Liberation or War Crime?
The first Peace and Progress symposium, entitled Liberation or War Crime : A symposium to assess the damage done to international law
and co-operation by the war and occupation of Iraq was held on June 1st 2003 at the Young Vic in London. Audio clips (in mp3 format) of the panelists initial inputs are available below - click on the listen links to hear each segment of the symposium.
Introductory remarks from Corin Redgrave and Sue Macgregor, who chaired the meeting.
Listen (4 minutes 27 seconds)
Professor Burns Weston, Professor of International Law and human Rights at Iowa University
That is was illegal for, primarily two reasons: firstly because none of the facts that were cited to justify the claims made, appear to me at least, to be plausible. ..the other reason is because I believe that the important Security Council Resolution, number 1441 has been given a twisted interpretation by both the US and British Governments, in such a way as also to be implausible.
Listen (5 minutes 4 seconds)
Professor Christine Chinkin, Professor of International Law at the LSE
Not to see Iraq and the war in Iraq as a single event, but look back over the past decade and see how in fact the laws of war, and the compliance with the international regulation against the use of force, had been gradually whittled away through a whole series of incidents, going right back through, Somalia, obviously, Kosovo, East Timor and so on.
Listen (3 minutes 45 seconds)
Professor Phillipe Sands, QC, Professor of International Law at University College, London
The Prime Minister's view that the use of force was lawful was premised on the existence of weapons of mass destruction. If there were no weapons, or if he had no reasonable basis for concluding that there were weapons, then his government's claim to legality falls away. We therefore are entitled to be informed of the full basis upon which he formed the view that such weapons could be used within 45 minutes.
Listen (5 minutes 5 seconds)
Doctor Karma Nabulsi, Research Fellow in politics at Nuffield College Oxford
But there is also another very important set of laws, which is how you fight that war, and what is permitted and not permitted under the Geneva Convention. And that is something, if people talk about raising our primary concerns that would be one of my primary concerns. What is happening now on the ground?
Listen (2 minutes 35 seconds)
Jan Kavan, President of the United Nations General Assembly
Although most visible about the question of Iraq, the rift [in the UN] is not only about the question of Iraq. It is also about, and I would say foremost about the functioning international system where one single nation, in this case the United States, possesses an unprecedented military and economic power.

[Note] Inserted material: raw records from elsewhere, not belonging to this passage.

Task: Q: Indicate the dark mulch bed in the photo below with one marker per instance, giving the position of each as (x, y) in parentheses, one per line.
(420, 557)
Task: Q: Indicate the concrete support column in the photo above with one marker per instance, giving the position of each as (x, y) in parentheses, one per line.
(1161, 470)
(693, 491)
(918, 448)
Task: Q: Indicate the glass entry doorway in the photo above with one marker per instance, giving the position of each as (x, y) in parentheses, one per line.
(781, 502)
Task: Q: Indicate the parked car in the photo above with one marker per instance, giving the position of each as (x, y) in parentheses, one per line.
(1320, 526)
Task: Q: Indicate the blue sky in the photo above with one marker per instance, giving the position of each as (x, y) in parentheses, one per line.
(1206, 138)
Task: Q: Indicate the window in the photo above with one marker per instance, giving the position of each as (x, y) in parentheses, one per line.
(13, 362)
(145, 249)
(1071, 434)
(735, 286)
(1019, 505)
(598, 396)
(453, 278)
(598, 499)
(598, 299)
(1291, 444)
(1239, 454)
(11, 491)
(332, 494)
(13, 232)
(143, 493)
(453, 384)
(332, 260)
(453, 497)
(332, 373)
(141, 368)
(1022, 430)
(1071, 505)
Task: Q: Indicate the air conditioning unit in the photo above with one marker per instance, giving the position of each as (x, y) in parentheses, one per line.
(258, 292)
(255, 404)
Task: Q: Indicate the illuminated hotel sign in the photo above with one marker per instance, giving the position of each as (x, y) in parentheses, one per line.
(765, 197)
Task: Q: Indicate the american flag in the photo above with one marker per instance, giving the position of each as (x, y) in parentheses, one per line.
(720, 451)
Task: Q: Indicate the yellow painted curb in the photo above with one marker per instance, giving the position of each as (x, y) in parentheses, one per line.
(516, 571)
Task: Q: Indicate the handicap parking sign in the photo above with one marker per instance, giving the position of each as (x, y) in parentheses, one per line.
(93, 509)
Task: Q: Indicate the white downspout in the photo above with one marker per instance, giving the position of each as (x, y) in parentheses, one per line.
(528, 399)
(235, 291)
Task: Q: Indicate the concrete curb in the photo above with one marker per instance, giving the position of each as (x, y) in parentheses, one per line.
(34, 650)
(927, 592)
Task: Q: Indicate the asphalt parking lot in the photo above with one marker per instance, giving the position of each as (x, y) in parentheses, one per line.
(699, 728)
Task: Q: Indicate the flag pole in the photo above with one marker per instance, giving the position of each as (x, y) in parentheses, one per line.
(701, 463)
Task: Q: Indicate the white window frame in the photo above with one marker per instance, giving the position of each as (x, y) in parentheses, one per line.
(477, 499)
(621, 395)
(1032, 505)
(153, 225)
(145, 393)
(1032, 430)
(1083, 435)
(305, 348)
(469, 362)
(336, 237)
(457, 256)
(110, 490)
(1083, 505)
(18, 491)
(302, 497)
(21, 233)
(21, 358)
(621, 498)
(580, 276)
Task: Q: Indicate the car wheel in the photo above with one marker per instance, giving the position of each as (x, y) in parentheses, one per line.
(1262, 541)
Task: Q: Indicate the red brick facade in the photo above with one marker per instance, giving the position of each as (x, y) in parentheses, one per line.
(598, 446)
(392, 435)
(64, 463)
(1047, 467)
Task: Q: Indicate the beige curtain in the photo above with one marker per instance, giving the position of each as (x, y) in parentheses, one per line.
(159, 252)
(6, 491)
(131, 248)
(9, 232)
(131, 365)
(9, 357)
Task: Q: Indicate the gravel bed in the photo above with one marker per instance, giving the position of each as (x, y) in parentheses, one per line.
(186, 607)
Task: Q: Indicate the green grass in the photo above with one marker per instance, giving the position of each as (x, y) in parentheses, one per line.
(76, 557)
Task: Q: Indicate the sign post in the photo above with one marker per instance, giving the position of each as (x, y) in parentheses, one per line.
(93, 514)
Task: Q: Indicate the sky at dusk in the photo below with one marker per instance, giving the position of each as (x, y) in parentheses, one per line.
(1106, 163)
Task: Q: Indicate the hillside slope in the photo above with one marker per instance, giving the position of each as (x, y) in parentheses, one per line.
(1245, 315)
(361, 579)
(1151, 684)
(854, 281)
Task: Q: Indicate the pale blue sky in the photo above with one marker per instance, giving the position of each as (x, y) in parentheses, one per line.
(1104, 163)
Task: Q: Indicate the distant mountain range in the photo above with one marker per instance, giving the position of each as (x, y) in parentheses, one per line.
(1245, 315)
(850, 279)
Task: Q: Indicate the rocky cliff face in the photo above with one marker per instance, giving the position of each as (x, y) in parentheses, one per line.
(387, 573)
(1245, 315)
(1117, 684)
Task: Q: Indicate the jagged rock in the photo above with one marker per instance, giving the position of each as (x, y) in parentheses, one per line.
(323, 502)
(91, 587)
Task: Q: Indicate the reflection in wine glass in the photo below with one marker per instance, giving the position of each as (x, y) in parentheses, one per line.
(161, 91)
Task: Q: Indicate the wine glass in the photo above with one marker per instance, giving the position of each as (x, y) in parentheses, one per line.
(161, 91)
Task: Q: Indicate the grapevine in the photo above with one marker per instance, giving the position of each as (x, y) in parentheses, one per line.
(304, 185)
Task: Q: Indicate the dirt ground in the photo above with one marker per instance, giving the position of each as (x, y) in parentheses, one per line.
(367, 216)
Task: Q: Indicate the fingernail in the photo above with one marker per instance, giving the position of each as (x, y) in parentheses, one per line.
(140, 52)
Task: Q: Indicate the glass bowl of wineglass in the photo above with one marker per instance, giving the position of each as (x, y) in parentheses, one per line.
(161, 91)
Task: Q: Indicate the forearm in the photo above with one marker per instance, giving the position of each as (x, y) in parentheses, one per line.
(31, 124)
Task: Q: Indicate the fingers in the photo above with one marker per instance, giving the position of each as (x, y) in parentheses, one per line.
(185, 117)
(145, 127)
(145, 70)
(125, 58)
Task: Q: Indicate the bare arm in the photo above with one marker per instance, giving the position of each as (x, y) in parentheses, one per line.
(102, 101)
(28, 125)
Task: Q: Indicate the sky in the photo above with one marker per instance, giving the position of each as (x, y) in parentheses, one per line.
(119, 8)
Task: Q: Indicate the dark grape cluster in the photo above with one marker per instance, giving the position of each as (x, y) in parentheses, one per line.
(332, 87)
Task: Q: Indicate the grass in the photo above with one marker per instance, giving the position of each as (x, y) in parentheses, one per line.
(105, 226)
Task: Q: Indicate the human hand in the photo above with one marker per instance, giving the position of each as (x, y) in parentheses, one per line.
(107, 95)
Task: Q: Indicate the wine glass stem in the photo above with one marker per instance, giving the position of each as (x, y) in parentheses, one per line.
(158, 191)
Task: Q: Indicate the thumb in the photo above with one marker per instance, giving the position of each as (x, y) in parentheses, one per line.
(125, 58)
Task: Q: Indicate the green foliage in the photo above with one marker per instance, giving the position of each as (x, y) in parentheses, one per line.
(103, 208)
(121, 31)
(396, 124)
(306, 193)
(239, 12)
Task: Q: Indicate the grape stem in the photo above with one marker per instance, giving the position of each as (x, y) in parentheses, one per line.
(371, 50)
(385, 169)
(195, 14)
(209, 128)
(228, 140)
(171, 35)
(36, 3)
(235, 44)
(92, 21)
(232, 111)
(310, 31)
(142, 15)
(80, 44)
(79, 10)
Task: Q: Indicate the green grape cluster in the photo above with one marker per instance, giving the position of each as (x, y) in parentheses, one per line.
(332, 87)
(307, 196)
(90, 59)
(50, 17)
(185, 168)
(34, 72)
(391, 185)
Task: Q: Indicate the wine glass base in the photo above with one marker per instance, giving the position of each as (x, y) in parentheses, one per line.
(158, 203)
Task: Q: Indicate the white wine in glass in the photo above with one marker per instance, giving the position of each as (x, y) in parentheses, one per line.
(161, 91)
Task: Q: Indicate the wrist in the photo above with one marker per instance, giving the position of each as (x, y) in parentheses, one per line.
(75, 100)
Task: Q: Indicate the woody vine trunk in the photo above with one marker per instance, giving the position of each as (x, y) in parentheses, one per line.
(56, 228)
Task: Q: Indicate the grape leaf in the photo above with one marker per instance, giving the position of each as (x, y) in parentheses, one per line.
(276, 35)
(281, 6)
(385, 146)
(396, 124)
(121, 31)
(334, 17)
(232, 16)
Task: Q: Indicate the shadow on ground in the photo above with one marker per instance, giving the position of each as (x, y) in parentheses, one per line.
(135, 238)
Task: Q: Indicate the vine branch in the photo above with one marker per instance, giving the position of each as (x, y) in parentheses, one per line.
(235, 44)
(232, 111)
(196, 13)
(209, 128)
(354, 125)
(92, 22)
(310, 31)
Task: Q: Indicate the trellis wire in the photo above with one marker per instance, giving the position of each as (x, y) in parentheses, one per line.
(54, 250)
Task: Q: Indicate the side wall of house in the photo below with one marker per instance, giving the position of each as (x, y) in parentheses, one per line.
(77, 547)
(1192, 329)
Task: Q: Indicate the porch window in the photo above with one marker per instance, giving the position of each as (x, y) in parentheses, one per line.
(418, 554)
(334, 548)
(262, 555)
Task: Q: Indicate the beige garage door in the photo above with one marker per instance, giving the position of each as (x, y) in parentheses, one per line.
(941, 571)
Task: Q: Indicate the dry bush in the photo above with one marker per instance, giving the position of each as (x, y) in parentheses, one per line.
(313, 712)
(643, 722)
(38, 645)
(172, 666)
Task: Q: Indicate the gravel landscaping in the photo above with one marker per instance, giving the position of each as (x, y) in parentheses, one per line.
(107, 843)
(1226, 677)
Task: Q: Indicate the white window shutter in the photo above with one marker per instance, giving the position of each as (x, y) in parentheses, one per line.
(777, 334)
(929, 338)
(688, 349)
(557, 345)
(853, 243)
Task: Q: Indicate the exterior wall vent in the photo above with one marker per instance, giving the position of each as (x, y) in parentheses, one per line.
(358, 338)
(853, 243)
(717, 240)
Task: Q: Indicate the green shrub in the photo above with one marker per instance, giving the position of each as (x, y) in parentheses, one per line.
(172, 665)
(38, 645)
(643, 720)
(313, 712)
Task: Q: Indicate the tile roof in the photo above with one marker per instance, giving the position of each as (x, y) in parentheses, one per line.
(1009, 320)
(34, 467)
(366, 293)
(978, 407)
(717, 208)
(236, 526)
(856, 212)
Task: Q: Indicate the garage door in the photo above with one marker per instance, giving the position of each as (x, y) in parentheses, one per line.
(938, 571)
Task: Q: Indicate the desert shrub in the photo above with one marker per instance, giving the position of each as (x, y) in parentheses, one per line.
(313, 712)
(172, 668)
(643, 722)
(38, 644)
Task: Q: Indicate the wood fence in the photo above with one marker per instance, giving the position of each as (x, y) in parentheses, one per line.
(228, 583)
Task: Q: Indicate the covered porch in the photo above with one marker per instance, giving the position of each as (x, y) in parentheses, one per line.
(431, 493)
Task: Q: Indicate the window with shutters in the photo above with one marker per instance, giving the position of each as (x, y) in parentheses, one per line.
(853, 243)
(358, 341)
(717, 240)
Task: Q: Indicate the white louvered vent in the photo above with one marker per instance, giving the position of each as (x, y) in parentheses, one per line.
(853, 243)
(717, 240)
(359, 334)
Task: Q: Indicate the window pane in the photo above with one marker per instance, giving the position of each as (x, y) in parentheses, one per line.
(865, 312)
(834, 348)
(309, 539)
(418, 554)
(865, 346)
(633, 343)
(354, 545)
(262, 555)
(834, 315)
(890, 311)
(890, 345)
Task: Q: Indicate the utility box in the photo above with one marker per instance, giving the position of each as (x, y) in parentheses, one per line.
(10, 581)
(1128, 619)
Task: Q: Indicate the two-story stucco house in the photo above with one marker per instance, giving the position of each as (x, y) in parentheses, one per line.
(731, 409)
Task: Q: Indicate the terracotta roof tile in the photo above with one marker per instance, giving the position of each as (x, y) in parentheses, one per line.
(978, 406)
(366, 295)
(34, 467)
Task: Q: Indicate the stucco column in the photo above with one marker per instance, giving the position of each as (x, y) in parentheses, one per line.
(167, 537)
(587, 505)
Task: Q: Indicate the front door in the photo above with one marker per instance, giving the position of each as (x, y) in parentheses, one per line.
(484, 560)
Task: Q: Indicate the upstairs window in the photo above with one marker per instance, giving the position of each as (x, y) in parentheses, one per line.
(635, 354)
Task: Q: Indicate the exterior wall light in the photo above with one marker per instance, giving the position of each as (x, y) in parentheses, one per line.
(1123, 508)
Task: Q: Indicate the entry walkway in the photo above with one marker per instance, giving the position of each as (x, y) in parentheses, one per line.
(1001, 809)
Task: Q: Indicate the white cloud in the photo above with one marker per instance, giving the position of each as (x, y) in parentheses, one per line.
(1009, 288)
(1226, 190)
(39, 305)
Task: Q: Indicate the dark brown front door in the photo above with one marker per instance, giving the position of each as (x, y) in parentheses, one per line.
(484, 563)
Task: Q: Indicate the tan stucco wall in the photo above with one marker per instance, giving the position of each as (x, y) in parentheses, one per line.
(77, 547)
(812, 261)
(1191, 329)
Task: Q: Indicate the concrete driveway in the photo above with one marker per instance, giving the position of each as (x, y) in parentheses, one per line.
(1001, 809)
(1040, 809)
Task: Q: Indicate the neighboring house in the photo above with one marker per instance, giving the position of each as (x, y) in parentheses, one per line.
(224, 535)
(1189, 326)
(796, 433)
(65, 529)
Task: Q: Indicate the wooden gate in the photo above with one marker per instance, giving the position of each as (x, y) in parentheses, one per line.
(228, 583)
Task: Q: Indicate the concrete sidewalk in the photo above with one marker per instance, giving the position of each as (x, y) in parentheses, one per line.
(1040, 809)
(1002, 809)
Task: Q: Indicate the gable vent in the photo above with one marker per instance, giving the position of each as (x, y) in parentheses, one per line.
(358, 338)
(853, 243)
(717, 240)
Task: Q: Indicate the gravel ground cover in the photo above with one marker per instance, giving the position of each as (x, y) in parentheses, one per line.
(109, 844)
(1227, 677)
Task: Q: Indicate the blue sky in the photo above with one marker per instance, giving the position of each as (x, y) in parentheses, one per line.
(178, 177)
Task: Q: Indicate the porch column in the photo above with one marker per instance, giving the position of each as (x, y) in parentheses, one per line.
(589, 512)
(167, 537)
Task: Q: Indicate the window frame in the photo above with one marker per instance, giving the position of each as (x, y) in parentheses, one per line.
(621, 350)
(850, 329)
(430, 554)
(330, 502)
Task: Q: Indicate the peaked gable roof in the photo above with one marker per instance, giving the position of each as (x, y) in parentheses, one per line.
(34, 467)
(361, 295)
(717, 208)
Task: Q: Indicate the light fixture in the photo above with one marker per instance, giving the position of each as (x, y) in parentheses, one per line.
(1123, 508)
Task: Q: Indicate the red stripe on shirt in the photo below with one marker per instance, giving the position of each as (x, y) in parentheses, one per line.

A nation today which is so powerful that it can almost afford to ignore the entire international order.
Listen (11 minutes 36 seconds)
Susan Marks, Lecturer in International Law at Emmanuel College, Cambridge
But the reason I am worried that we on the left might be tempted into either of those two positions, is not just that they are descriptively inaccurate, in terms of the relationship between international law and global affairs, it is also that they are normatively troubling in the sense that they carry the danger of blocking efforts to strengthen international law, as a tool of justice and peace.
Listen (3 minutes 42 seconds)
Jonathan Steele, journalist at the Guardian
But I think that the most important thing is the point I'm coming on to now. And that is the issue of pre-emption. As you know some months before the United States decided to make an issue out of Iraq, Bush made a big speech to the West Point Military College graduating class, saying that from now on the United States policy would be one of pre-emption. They would hit people long before they were in a possible position to do anything against the United States.
Listen (5 minutes 24 seconds)
Mark Seddon, Editor of the Tribune
We have been lied to I believe, and we have quite clearly broken the United Nations Charter, very seriously, because where I come from in the Labour Party, the United Nations Charter forms part of our Constitution. Tony Blair has not only broken a Conference decision, he has refused to take votes on the National Executive Committee, he has taken us into a war.
Listen (4 minutes 52 seconds)
Professor John Mason, Chair of the Political Science Department at the University of New Jersey
what we see is an attempt by the sovereignty wing, I guess, of the American conservative movement, to try and emancipate the United States and its power, from what it sees as the chains and obstacles created by the international institutions that were set up in the wake of World War II. Set up by us, but that now we seek to free ourselves from.